Your preschool child might not be able to write recognizable letters or words yet, but it’s still important (and fun!) for them to develop their pre-writing skills.
Here are some activities you can do with your child to help prepare them to be ready to write as they get older. Don’t do these all at once. Just choose one to get started. On another day, you can try a different activity.
Give your child some crayons and paper, then ask your child to draw a picture from their own imagination. Ask them to describe to you what the picture is, while you write their answer on the page. Read the words back to them, while pointing to the writing. You are helping your child make the connection that the marks they see on the page represent words and concepts!
Ask your child to tell you a story. It can be one they are familiar with, like a fairy tale, or one they are just making up. As they narrate their story, let them see you writing out their words. Then read their story back to them while pointing to each of the written words. You are reinforcing the concept that the marks on the page represent words.
Give your child crayons and paper and ask them to “write” a story. Have them tell you the story aloud while they are scribbling on the page. Scribbling is your child’s first experience with writing. It probably won’t look like they are writing actual letters or words, but don’t correct them, just let them enjoy the process. Your child is learning the fine motor skill of holding a crayon, pen, or pencil.
Use a pencil to draw a very large letter on a piece of paper. Tell your child the name of the letter. Talk about what sound the letter makes. Now give your child a crayon and have them trace over the letter. Don’t worry that it’s not perfect. Their fine motor skills are still evolving. Your child is practicing how to control the movement of the crayon through eye-hand coordination; their skills will continue to improve with time.

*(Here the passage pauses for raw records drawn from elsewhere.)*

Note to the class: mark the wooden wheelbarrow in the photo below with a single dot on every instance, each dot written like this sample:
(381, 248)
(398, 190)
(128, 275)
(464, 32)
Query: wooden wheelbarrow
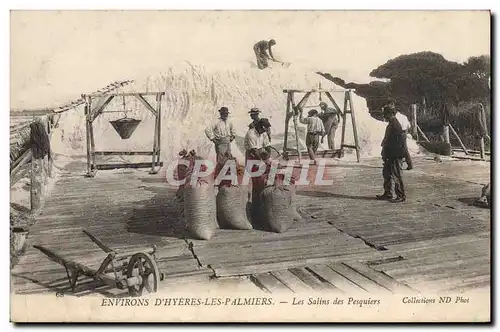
(133, 271)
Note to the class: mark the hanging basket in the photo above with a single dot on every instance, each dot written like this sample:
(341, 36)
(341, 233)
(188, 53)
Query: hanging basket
(125, 127)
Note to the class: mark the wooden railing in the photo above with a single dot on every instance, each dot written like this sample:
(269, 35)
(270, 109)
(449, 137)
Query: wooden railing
(22, 164)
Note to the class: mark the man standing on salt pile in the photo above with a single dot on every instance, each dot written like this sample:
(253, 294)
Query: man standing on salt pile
(222, 133)
(254, 115)
(331, 120)
(406, 126)
(261, 50)
(393, 151)
(315, 129)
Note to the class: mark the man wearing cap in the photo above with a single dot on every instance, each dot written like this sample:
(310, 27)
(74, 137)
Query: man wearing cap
(222, 133)
(331, 120)
(315, 129)
(393, 150)
(254, 115)
(261, 50)
(406, 126)
(257, 147)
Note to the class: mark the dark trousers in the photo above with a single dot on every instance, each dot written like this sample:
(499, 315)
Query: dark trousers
(222, 147)
(312, 143)
(407, 154)
(392, 174)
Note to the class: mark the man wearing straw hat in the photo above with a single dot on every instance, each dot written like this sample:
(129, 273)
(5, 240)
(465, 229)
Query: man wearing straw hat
(222, 133)
(254, 115)
(331, 120)
(315, 129)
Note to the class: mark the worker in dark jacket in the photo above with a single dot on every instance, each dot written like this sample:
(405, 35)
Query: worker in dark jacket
(263, 53)
(393, 151)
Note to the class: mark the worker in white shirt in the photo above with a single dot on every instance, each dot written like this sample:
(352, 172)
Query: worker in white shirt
(222, 133)
(257, 147)
(406, 126)
(315, 130)
(331, 119)
(257, 140)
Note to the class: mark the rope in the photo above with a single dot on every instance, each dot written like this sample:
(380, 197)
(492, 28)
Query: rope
(40, 141)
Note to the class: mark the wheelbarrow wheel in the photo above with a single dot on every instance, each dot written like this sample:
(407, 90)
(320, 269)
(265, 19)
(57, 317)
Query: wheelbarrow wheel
(143, 266)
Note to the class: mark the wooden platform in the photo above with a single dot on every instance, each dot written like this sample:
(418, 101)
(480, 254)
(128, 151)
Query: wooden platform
(347, 240)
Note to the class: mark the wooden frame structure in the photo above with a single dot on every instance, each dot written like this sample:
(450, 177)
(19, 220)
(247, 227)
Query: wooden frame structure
(293, 109)
(93, 111)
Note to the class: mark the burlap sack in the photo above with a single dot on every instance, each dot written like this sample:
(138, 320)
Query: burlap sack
(231, 207)
(200, 213)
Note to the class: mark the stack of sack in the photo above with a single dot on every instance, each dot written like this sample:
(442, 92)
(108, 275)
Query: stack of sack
(273, 203)
(232, 198)
(199, 202)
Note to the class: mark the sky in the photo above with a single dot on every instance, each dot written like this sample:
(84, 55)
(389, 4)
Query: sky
(55, 53)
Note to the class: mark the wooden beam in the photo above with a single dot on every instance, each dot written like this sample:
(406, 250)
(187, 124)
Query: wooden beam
(100, 107)
(32, 112)
(317, 90)
(458, 138)
(301, 103)
(344, 117)
(145, 103)
(99, 243)
(125, 165)
(354, 125)
(422, 133)
(334, 103)
(472, 151)
(287, 121)
(123, 153)
(128, 94)
(25, 157)
(155, 143)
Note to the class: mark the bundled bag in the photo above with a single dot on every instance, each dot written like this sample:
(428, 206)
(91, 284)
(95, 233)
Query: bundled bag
(277, 203)
(232, 200)
(199, 206)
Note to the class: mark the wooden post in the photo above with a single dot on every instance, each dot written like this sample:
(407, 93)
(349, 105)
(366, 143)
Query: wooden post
(458, 138)
(414, 121)
(158, 99)
(485, 126)
(37, 181)
(155, 145)
(446, 134)
(91, 134)
(87, 131)
(481, 142)
(344, 117)
(422, 134)
(482, 123)
(296, 132)
(353, 118)
(287, 121)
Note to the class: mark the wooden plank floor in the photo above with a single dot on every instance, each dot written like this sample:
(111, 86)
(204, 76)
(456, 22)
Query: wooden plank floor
(346, 242)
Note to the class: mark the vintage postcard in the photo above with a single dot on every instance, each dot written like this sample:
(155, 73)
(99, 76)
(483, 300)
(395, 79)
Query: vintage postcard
(250, 166)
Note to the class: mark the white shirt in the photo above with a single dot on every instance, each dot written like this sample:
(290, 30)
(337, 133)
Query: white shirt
(219, 129)
(403, 121)
(314, 124)
(255, 141)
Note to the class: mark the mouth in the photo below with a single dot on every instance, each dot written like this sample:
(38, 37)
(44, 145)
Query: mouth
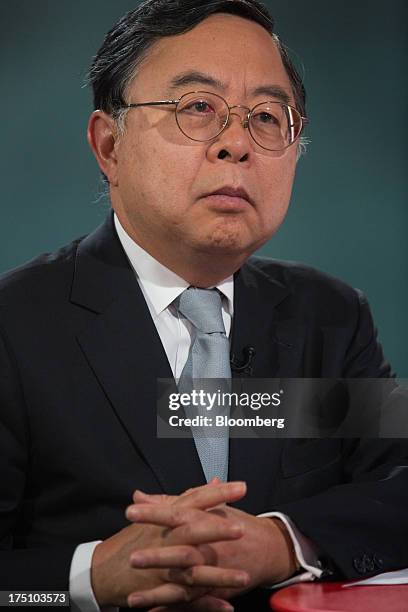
(229, 198)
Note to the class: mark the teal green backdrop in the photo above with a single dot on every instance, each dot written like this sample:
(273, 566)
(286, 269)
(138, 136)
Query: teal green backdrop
(349, 213)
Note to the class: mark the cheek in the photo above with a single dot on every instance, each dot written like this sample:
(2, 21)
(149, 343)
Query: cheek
(276, 181)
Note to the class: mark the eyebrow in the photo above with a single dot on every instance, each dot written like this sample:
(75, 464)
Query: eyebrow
(194, 77)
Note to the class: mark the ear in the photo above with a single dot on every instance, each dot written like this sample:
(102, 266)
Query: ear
(102, 136)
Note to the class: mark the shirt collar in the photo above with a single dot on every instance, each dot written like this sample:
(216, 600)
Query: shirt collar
(160, 284)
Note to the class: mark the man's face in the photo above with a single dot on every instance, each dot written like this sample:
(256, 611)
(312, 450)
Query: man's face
(161, 180)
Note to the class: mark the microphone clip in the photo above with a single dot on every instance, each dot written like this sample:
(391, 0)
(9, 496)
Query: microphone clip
(243, 367)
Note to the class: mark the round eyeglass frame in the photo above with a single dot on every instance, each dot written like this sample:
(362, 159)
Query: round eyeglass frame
(246, 122)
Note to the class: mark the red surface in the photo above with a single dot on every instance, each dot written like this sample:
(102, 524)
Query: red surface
(333, 597)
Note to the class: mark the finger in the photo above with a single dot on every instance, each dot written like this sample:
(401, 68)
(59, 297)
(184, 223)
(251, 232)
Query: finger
(187, 526)
(146, 498)
(203, 498)
(167, 557)
(213, 494)
(164, 594)
(207, 603)
(208, 576)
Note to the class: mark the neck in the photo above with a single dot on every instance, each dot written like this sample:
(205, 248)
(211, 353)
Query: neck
(200, 268)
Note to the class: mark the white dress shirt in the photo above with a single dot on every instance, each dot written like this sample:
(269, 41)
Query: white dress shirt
(160, 287)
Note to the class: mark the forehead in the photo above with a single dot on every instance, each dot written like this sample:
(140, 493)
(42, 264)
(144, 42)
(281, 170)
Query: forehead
(237, 52)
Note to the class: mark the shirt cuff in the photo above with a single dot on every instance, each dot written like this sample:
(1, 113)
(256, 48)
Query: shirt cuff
(80, 588)
(306, 552)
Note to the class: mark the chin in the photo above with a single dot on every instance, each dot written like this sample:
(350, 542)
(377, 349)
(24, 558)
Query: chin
(229, 240)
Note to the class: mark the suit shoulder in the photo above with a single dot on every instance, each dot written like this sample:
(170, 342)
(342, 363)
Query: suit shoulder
(305, 281)
(37, 278)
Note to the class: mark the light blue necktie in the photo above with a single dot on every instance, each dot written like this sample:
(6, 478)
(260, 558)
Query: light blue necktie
(208, 358)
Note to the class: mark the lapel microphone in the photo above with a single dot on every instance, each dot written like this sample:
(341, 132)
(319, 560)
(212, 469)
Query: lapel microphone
(245, 365)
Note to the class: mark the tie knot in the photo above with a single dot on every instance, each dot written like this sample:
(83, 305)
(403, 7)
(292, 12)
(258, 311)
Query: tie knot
(203, 308)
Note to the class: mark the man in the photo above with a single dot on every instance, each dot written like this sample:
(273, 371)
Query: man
(197, 183)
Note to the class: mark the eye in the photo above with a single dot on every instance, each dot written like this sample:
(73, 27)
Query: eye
(266, 118)
(201, 107)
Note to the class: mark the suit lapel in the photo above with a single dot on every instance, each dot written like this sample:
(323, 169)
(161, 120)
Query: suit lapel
(125, 353)
(262, 320)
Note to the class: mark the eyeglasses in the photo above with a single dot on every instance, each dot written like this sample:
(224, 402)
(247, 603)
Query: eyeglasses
(202, 116)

You can expand the letter-writing activity by introducing both upper and lower case versions of the letter. Talk about how they look the same and how they look different. Then talk about how they both make the same sound, even though they look different. Have your child say the name of the letter as they trace over the outlines you made. Your child is learning the basics of phonics, or letter-sounds. By doing this while writing rather than just looking at a letter shape, a different part of your child’s brain is being stimulated, making new neural connections and reinforcing previously-made connections.

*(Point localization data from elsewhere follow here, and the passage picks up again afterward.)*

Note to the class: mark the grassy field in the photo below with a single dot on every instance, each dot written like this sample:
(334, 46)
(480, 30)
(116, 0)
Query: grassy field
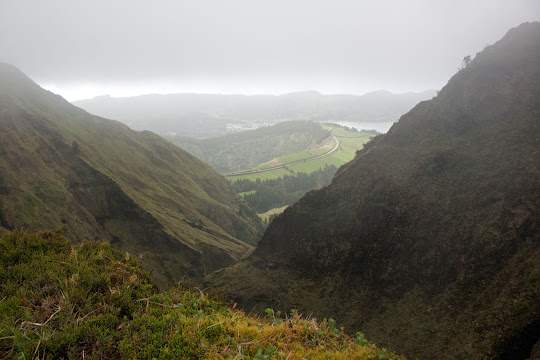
(266, 216)
(350, 142)
(246, 193)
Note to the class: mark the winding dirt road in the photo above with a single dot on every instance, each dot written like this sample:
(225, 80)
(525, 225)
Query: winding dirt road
(245, 172)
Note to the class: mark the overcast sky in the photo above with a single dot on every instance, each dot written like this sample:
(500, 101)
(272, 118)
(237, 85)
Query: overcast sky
(81, 49)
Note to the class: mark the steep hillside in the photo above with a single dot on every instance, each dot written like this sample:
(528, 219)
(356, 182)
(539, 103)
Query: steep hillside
(93, 302)
(207, 115)
(429, 240)
(247, 149)
(62, 167)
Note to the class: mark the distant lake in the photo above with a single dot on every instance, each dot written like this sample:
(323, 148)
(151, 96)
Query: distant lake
(381, 127)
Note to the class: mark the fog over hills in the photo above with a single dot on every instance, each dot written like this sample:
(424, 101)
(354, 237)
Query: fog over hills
(429, 240)
(207, 115)
(61, 167)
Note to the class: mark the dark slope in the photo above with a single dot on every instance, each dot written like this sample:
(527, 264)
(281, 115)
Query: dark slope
(429, 241)
(96, 178)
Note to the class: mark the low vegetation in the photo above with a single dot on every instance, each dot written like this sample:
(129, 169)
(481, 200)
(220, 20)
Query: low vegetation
(91, 301)
(265, 195)
(247, 149)
(350, 141)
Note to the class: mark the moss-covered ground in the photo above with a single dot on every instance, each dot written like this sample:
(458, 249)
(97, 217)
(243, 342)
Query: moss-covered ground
(91, 302)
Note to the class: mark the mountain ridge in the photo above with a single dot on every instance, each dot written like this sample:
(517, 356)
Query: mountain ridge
(207, 115)
(428, 240)
(62, 167)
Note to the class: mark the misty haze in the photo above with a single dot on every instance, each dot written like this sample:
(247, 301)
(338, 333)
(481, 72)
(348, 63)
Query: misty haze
(269, 180)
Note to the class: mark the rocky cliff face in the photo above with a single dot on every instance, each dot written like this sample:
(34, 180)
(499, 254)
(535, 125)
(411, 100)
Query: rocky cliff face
(428, 241)
(96, 178)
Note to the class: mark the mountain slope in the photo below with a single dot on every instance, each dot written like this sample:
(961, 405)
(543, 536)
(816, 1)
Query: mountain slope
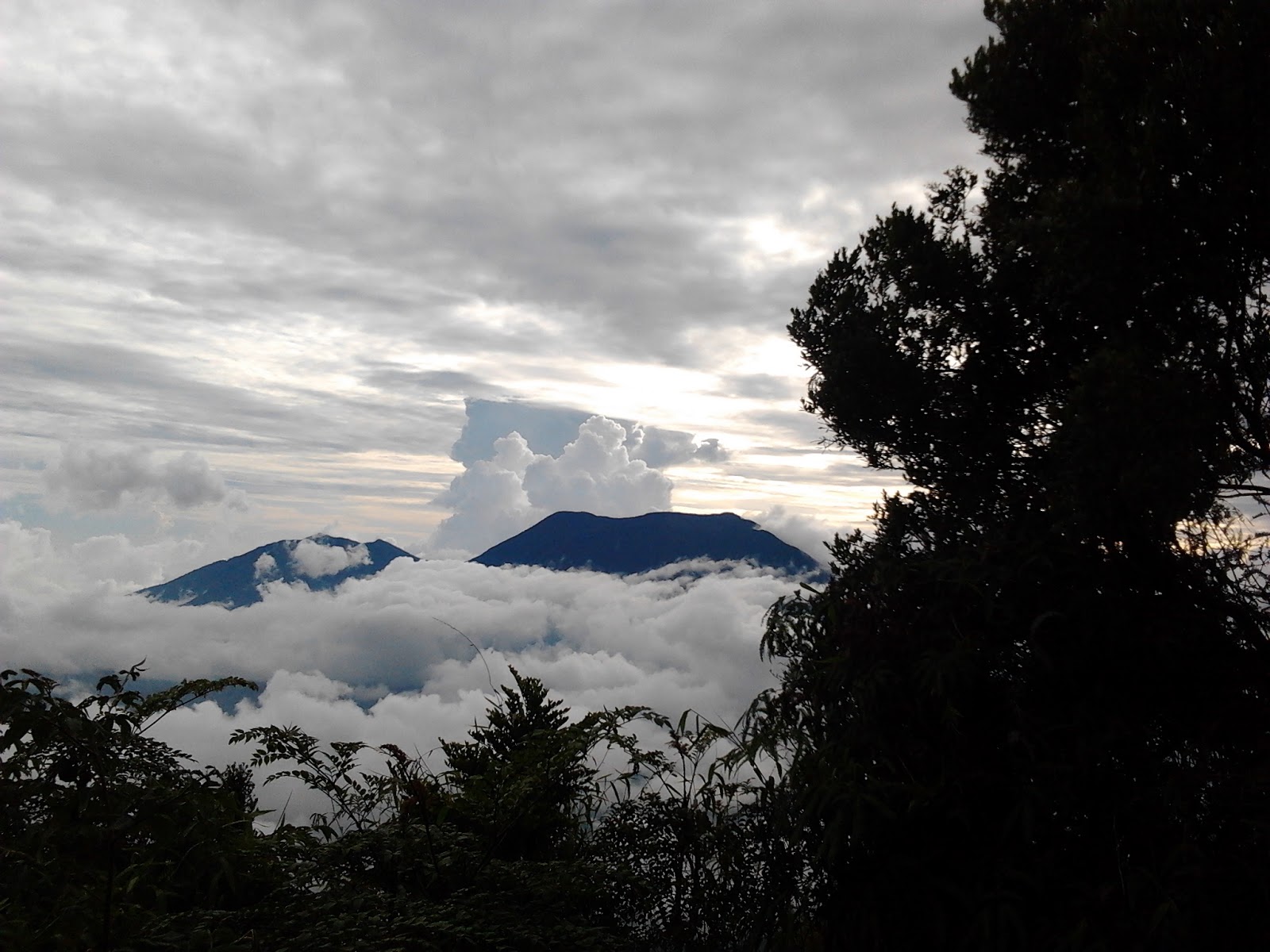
(645, 543)
(319, 562)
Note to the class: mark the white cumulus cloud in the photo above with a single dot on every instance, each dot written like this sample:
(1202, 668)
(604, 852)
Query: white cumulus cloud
(495, 499)
(317, 559)
(89, 476)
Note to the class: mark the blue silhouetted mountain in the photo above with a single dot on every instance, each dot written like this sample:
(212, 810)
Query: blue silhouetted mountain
(321, 562)
(645, 543)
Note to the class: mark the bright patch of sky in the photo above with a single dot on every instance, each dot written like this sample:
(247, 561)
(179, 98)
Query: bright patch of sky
(279, 268)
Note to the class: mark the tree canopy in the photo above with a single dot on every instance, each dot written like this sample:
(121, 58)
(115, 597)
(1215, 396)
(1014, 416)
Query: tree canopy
(1032, 710)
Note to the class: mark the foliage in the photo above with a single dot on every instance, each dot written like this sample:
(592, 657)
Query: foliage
(702, 839)
(102, 827)
(1032, 710)
(541, 831)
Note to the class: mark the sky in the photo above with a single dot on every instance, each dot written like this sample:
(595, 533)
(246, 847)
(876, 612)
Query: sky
(429, 272)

Children have a deep connection with their own name, so show your child the shapes and sounds of the letters in their name. Start with the uppercase letter which is the first letter in their first name. Have them trace over a letter pattern you have made. Gradually, over days or weeks, introduce the rest of the letters in their name. Start with having them write all the letters in uppercase, but later also show them how to form the lowercase letters in their name. As we get older we rarely write our names in all capital letters. Your child will take pride and pleasure in their achievement of writing their own name, and will feel a connection between the sound of their name and the shapes they made on the paper.

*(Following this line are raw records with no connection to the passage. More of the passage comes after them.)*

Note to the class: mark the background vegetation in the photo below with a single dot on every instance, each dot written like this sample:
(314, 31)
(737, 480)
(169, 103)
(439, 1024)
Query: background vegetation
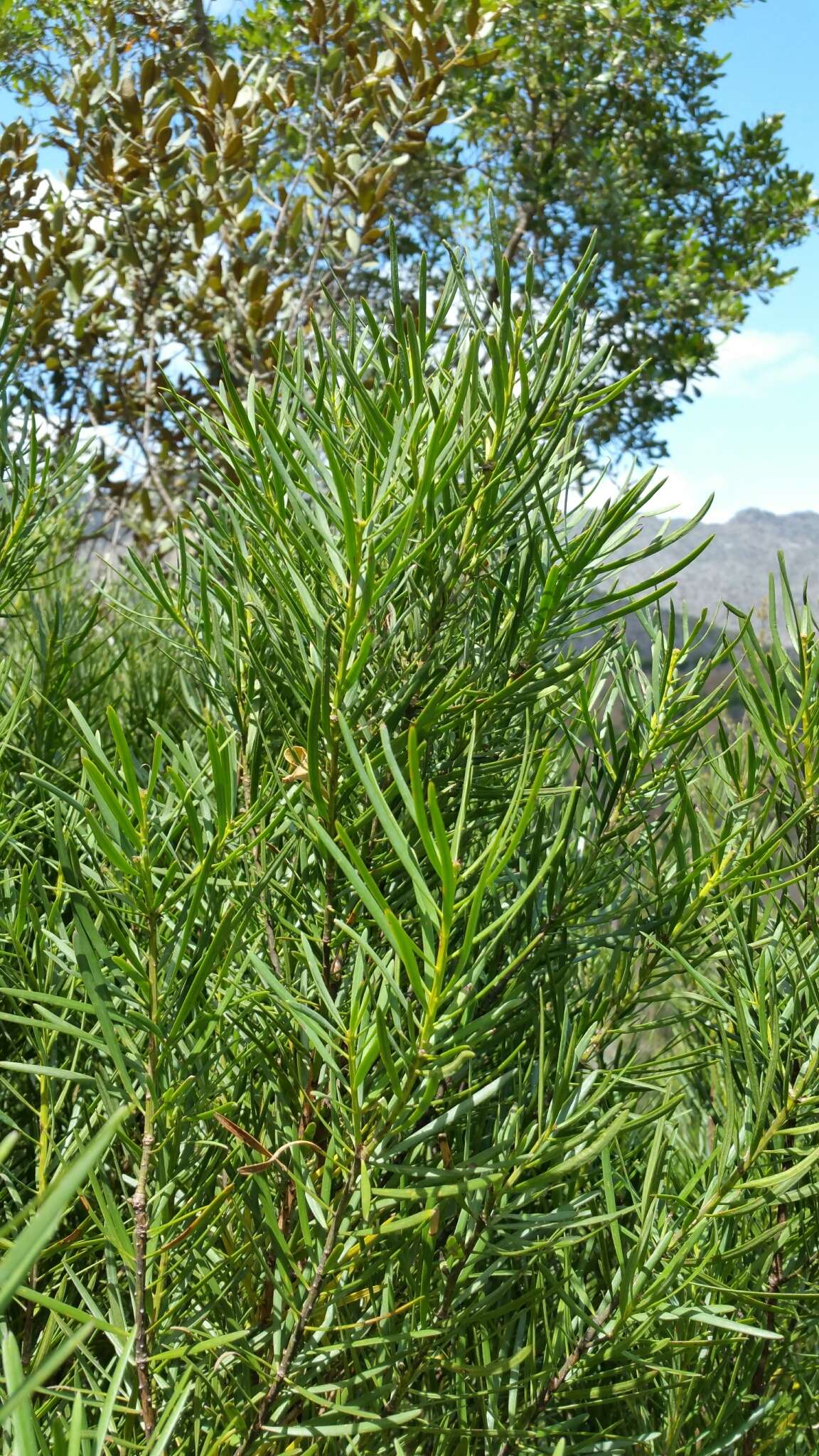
(198, 183)
(410, 990)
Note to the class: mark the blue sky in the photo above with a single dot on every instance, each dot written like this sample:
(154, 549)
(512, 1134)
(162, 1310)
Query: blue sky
(752, 439)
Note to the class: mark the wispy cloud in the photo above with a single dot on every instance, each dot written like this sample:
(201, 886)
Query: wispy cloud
(755, 361)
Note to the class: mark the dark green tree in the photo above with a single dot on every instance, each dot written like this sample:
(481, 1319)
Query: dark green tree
(223, 176)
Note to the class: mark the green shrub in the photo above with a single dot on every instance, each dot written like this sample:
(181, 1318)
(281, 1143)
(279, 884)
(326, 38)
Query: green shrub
(433, 987)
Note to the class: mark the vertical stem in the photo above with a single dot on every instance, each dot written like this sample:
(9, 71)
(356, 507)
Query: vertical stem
(139, 1201)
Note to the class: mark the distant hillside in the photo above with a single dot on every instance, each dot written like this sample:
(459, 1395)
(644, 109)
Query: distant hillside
(737, 565)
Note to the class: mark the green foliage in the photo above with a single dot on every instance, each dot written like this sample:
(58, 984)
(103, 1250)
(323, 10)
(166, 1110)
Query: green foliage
(220, 178)
(412, 1002)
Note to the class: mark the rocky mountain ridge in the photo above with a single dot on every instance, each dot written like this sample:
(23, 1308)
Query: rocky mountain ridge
(737, 565)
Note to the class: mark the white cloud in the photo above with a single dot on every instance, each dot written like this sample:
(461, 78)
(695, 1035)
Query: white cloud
(754, 361)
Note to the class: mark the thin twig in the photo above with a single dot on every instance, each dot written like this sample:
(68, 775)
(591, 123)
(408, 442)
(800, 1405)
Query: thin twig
(139, 1203)
(294, 1344)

Make writing fun by trying out different ways to write. When you are outside, you and your child can trace letter-shapes in the dirt using a stick, or in the sand using a finger or a seashell. Inside, trace letters in a pile of salt, or shape letters out of yarn, string, or modelling clay. Again, don’t focus on whether or not the “writing” looks like actual letters or words. Just let your child explore. Have them “write” notes, cards, and letters, to friends and family members. Encourage them to “write” shopping lists and menus for meals. This is the way children begin to learn to write, and will impress on your child that writing has a purpose but can also be fun!